Тириум везде. Синие лужи под бёдрами, на груди, на лице.

Коннор истекает — кровью.

Хэнку страшно на него смотреть. Ему больно за двоих: своя рана тоже ноет, тянет вниз по плечу так, будто там открытый разрез. Но смотреть на Коннора всё равно больнее.

Лейтенант сжимает пластиковую руку — бережно и крепко. Лейтенант не отрывает глаз от пластикового лица. Коннор медленно моргает.

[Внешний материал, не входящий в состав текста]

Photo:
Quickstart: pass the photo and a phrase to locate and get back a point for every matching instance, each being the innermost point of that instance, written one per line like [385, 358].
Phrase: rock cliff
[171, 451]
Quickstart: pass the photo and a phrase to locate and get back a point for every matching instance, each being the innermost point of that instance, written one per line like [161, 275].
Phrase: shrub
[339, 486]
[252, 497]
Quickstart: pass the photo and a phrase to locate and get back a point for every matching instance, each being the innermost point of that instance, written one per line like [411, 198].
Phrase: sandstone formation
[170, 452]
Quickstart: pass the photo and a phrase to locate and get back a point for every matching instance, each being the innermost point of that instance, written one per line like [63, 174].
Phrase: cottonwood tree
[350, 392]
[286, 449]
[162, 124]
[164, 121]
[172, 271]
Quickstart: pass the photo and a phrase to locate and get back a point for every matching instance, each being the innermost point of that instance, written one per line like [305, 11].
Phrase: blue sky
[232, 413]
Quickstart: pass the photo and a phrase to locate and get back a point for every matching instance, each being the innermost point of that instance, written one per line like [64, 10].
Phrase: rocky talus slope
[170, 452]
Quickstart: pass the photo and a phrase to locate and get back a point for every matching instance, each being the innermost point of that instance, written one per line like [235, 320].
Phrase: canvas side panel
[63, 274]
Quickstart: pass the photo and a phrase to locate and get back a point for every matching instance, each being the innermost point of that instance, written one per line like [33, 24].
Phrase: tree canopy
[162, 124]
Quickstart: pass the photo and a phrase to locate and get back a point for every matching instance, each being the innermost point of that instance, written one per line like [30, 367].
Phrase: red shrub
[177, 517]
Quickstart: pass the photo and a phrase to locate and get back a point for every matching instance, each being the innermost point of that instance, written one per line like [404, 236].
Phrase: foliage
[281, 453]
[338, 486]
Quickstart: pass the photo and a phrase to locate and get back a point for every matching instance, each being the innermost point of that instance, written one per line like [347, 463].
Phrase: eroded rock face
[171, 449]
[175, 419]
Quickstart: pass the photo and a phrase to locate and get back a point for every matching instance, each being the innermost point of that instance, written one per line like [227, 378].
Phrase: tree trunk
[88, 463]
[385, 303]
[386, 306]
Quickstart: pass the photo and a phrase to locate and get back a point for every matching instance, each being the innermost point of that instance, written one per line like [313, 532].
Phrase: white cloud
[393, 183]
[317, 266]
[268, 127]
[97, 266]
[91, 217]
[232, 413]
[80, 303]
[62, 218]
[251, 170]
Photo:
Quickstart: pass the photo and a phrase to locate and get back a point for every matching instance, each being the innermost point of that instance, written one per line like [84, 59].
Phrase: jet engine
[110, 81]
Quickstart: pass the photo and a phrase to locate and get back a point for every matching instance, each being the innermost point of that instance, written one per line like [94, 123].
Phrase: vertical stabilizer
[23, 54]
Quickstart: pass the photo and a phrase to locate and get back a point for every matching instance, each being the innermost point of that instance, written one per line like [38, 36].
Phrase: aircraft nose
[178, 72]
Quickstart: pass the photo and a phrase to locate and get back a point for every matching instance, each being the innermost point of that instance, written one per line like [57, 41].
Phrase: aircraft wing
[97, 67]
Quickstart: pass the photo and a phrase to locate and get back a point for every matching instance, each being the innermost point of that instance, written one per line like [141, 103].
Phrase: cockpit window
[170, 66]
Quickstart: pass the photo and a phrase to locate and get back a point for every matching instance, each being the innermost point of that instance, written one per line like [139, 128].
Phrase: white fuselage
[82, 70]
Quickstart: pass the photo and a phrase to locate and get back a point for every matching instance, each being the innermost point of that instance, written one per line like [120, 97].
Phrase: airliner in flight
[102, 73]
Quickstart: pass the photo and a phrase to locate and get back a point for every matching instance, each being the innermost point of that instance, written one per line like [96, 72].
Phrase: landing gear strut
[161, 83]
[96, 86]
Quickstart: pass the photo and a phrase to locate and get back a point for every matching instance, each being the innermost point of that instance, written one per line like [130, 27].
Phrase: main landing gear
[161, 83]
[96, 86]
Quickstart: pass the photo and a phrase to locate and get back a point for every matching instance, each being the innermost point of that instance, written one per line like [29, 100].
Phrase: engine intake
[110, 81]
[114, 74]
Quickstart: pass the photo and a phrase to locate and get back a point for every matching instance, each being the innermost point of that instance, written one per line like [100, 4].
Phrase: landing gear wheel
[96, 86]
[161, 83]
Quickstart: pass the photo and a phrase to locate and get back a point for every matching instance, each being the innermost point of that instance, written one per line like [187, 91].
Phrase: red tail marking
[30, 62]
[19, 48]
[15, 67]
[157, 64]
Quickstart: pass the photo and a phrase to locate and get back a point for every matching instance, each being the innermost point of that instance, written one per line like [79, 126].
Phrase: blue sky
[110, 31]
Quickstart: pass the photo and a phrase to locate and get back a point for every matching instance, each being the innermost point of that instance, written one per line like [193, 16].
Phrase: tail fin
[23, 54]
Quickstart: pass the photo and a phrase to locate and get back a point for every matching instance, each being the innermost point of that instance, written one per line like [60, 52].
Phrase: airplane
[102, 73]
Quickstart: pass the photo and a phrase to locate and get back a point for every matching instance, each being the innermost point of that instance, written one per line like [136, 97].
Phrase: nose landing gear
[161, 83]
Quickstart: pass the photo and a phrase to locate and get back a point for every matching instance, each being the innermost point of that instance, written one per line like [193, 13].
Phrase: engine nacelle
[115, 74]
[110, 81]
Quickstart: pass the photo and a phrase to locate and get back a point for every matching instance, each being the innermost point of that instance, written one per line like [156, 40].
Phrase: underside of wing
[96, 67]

— Мы отстрелялись, — его хватает на короткую улыбку.

Хэнк раз за разом пытается сглотнуть острый колючий ком в горле.

— Да, — кивает он, — да. Держись только, парень. Держись. Я доложил капитану, вызвал бригаду техпомощи. Потерпи, — он выдавливает последнее слово по слогам, хрипло. Оно царапает ему язык.

Коннор улыбается спокойно и немного шире. Он оглядывает своё тело: оно абсолютно нефункционально, за исключением одной лишь руки. Той самой, которую держит лейтенант. Но стрелок промахнулся мимо центральных биокомпонентов. Мимо процессора — и мимо насоса.

— У меня есть час до отключения, — отзывается он так легко, будто не видит отсчёта красных цифр каждую чёртову секунду. — Центральные шлюзы перекрыты, падение уровня тириума остановлено. Центральные системы не имеют критичных повреждений. Только корпус немного… — Коннор запинается в подборе правильного слова, — горит.

Он умалчивает о том, что тириума всё-таки слишком мало. Умалчивает о нарастающих критических ошибках, грозящих шатдауном. Это неважно, пока есть время.

Хэнк прикрывает глаза на миг. Ему трудно смотреть на зияющие дыры — там, где он сам обнимал только вчера. Тяжело смотреть в разные — человеческий и нечеловеческий — глаза. Невыносимо знать, что Коннору всё-таки больно.

— Хэнк, — зовёт его андроид, — Хэнк…

Лейтенант поднимает глаза — их жжёт, так сильно и сухо жжёт. У Хэнка давно, очень давно кончились слёзы, будь они прокляты. Не кончилась только любовь.

— Что? — он невольно стискивает пальцы Коннора сильнее. Не так, не так он хотел бы думать об этом чувстве. Не так хотел бы о нём рассказать. Но выбора может и не остаться.

— Ты можешь, — Коннор неуверенно поджимает губы, — ты можешь помочь. Если тебе не трудно. Переключить основные потоки информации.

Хэнк хмурится. Он не понимает. Он всё ещё не понимает долбанное нихера в этих сраных андроидах. Даром, что в одного влюбился. Но это не имеет значения, если он и вправду поможет.

— Что делать? — сипло спрашивает он, обнимая неповреждённую кисть Коннора обеими руками. — Скажи, мальчик. Я уж постараюсь.

Коннор улыбается коротко и осторожно вытаскивает свою ладонь из рук Хэнка. И дело совсем не в боли: ему не хочется её отнимать. Он подносит её к груди — пониже светящегося обода регулятора, сдвигает панель в сторону.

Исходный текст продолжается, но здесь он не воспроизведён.